L’offre, la demande…un grand classique…
Pendant les débats intelligents, Google et les autres corporations numériques se bourrent les poches et des entreprises ferment (Virgin aussi, me dis-tu ?)…
Comment se finance la politique culturelle brésilienne?
90% de financement public, 10% de financement privé. La plupart des projets culturels sont financés par les lois de soutien fiscal -ce que vous appelez les « niches »-, c'est-à-dire par les entreprises qui en usent.
Le gouvernement fédéral et les Etats (les gouvernements centraux fédératifs), financent en moyenne la culture à 75% à travers ces lois.
S’ajoutent des programmes d’appui spécifiques, fédéraux, estaduels, municipaux. Ces programmes font grimper la participation publique à 90%.
La culture brésilienne est d’essence publique. Mais elle en passe par un appel puissant à l’initiative publique du secteur privée…
En somme, nous avons tendance à rappeler au secteur privé sa responsabilité de service public en matière de culture quand vous avez tendance, me rapporte-t-on, à demander à l’Etat d’adopter des fonctionnements d’entreprise!

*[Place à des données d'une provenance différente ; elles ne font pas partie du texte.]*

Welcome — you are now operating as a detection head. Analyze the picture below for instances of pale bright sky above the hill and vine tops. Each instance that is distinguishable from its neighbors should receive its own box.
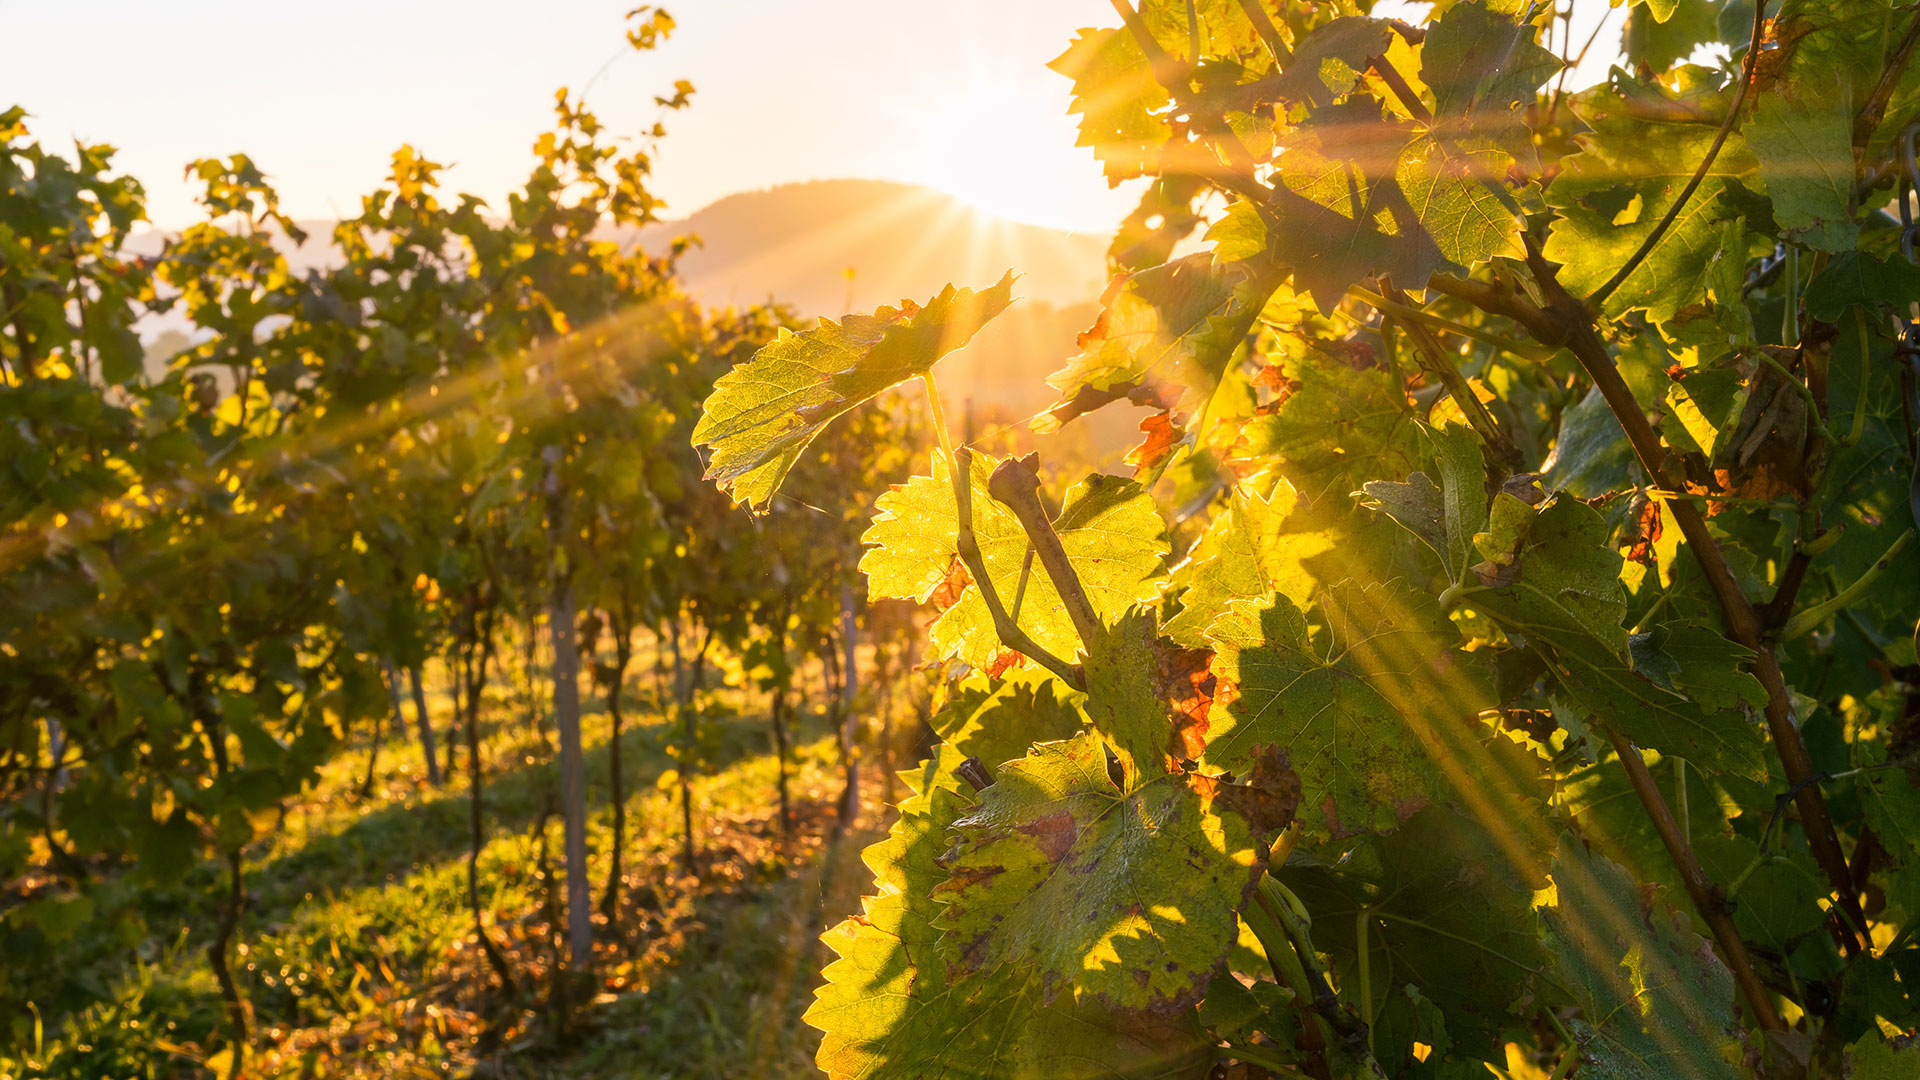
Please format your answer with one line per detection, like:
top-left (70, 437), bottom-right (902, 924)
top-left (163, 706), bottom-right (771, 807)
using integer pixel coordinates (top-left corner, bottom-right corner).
top-left (0, 0), bottom-right (1611, 233)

La musique, une fois de plus, fait exception. Elle est autonome financièrement : au Brésil, 80 % de la musique écoutée est brésilienne.

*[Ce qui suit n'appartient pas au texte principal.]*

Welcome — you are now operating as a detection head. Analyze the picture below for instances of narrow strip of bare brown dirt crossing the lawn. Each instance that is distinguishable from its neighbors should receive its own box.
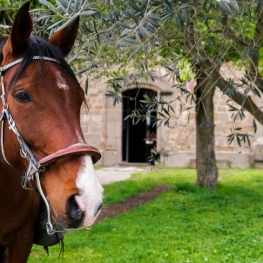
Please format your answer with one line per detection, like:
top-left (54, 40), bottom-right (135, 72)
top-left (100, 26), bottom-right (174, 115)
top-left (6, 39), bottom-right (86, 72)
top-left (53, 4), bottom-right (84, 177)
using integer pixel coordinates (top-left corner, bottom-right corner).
top-left (96, 185), bottom-right (171, 222)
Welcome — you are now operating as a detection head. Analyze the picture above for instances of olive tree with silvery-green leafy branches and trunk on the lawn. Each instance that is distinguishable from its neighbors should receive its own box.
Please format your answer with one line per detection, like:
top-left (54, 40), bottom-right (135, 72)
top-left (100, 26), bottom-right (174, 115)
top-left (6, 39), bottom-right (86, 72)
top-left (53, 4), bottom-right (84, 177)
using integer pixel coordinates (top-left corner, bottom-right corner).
top-left (2, 0), bottom-right (263, 189)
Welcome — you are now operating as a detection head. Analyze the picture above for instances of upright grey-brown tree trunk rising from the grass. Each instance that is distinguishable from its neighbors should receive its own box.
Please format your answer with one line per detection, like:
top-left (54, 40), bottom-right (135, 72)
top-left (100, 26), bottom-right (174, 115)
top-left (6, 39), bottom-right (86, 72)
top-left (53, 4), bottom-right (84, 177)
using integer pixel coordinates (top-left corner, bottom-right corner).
top-left (195, 69), bottom-right (218, 190)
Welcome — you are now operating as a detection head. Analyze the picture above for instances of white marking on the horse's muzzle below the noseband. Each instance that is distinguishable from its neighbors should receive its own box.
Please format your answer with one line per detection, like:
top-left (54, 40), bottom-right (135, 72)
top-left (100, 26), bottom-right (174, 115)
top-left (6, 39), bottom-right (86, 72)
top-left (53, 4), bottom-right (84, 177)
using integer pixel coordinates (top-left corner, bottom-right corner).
top-left (75, 156), bottom-right (103, 227)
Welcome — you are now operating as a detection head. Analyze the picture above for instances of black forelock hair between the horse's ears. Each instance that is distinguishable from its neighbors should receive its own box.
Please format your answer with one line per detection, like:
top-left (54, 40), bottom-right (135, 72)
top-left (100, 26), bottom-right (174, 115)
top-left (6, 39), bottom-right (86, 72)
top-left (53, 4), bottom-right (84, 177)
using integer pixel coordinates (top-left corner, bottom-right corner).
top-left (0, 35), bottom-right (78, 91)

Je n’entends pas par là qu’elle soit la meilleure au monde…quoique…
Comment le gouvernement brésilien voit-il l’évolution des politiques culturelles à l’œuvre dans le « vieux monde », en Europe, notamment ?
Je crois que le gouvernement brésilien ne produit guère d’analyse sur ce sujet.
Nous voulons tous être novateurs, généreux, efficaces…
L’Europe nous rappelle souvent nos racines, nous y avons un accès « national », au Brésil : nous la voyons chez nous…il nous manque une certaine curiosité, au plan général, pour ce qui s’y produit de neuf, c'est-à-dire au-delà du patrimonial…
Il suffirait de nous convaincre !
Quelles conséquences auront pour la politique culturelle du Brésil l’organisation de la Coupe du monde (2014) et des jeux Olympiques (2016) ?
Il y aura un héritage de la réception de ces événements, en termes d’infrastructures, au plan général, marginalement en termes d’infrastructures culturelles, notamment, c’est certain.
En matière de patrimoine, la décision du gouvernement de créer un PAC – Programme d’accélération de la croissance -une des plus belles décisions de Lula, qui fut, sous son autorité, mise en musique par Dilma, alors Premier Ministre- le prouve.
Les travaux portuaires de Rio, revêtent une immense importance au plan culturel. Mais les différents secteurs sont inégalement touchés. Je suis favorable à un investissement massif sur la promotion et le soutien aux formes premières, natives, de la culture brésilienne, à la diversité culturelle de notre pays, à nos infrastructures muséales, aussi.